We are always getting questions from our clients on how to manage their cannabis businesses in the context of legalization. How do we protect our brand name? How do we license our brand to other states? How do we make sure we are complying with packaging and labeling regulations? Are we allowed to advertise? How do we handle our employee issues? The list goes on and on.
As our cannabis lawyers increasingly do legal work in newly legalized states, however, one legal question seems to dominate our discussions: where are growers supposed to get their start-up inventory in a “legal” marijuana marketplace? The answer is typically anything but straightforward and it definitely varies from state to state, though most states are willing to look the other way when it comes to where “legal” growers obtain their initial crops. The below is a brief run-down on how various states treat this seed issue.
Florida: Florida’s recently passed Compassionate Care Act makes no mention of where its five regional dispensing organizations are to obtain their initial high-CBD crops. The Florida Department of Health had this to say about the issue:
The statute does not address source material, and providing pathways for obtaining it is not within the Department’s lawful rule making authority … The Department of Health will not prosecute those who seek or possess clone plants, seeds or cuttings.
Ultimately, the state’s expectation is that growers will obtain their marijuana plants either from other states where marijuana is legal or from within Florida itself — if the qualified plants already exist in the state.
Illinois: Illinois’ medical marijuana pilot program makes no mention of where cultivators should obtain their initial crops and its Department of Agriculture’s FAQs provides as follows:
Q: Do the rules address where initial seeds/clones can come from?
So in other words, you are on your own in having to figure out from where you should source your initial seeds and clones.
Nevada: The Division of Public and Behavioral Health will not turn a blind eye regarding from where cultivation facilities obtain their genetics and plants for growing their initial crop. Instead, the state expects cultivators to get their starting plants only from Nevada patients with a valid patient registration card (see NRS 453A.352 (5)).
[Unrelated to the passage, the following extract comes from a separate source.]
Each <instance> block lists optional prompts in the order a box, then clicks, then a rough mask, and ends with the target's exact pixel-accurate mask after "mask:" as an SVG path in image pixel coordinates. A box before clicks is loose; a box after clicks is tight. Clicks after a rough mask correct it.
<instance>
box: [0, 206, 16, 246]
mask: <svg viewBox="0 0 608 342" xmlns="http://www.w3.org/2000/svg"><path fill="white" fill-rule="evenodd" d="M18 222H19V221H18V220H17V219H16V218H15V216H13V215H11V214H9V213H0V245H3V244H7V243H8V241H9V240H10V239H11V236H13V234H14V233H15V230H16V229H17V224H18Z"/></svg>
Since Nevada patients currently can possess no more than twelve plants, it is difficult to see how this will work.
Oregon: The Oregon Health Authority has the following to say on its medical marijuana FAQ page about growers sourcing their initial crops:
Q: Where do I get the seeds or plants to start growing medical marijuana?
A: The OMMP is not a resource for the growing process and does not have information to give to patients.
Similar to Illinois, so in other words, you are on your own in Oregon when it comes to finding your plants and seeds for growing.
Washington: I-502 producer licensees are given a 14 day window in which to obtain their initial inventory. Plants, starts, and clones can be brought in from anywhere so long as they are not in a flowering state. Washington completely failed to mandate where growers are to obtain their initial “legal” crop and it can hardly tell growers to make a mad grab for plants from the black market when such a directive is outside of its “rule-making authority.” So, growers in Washington have been left to their own devices when it comes to getting their initial “legal” plants.
Though the above list does not cover nearly every legal marijuana state, it does show that states with regulated marijuana regimes are still grappling with immense gray areas regarding some pretty important issues, such as from where initial crops must come. This is a legally very important question because obtaining start plants or seeds from overseas or from other states amounts to international and interstate drug trafficking — the exact activities the federal government has said it will target for arrests and prosecution. In the end this issue is just another product of the state versus federal conflict over marijuana legalization. And, unless and until Federal prohibition of marijuana is repealed, state licensed growers will need to cross their fingers in hoping that acquiring their initial “legal” inventory will not put them in hot water with Federal law enforcement.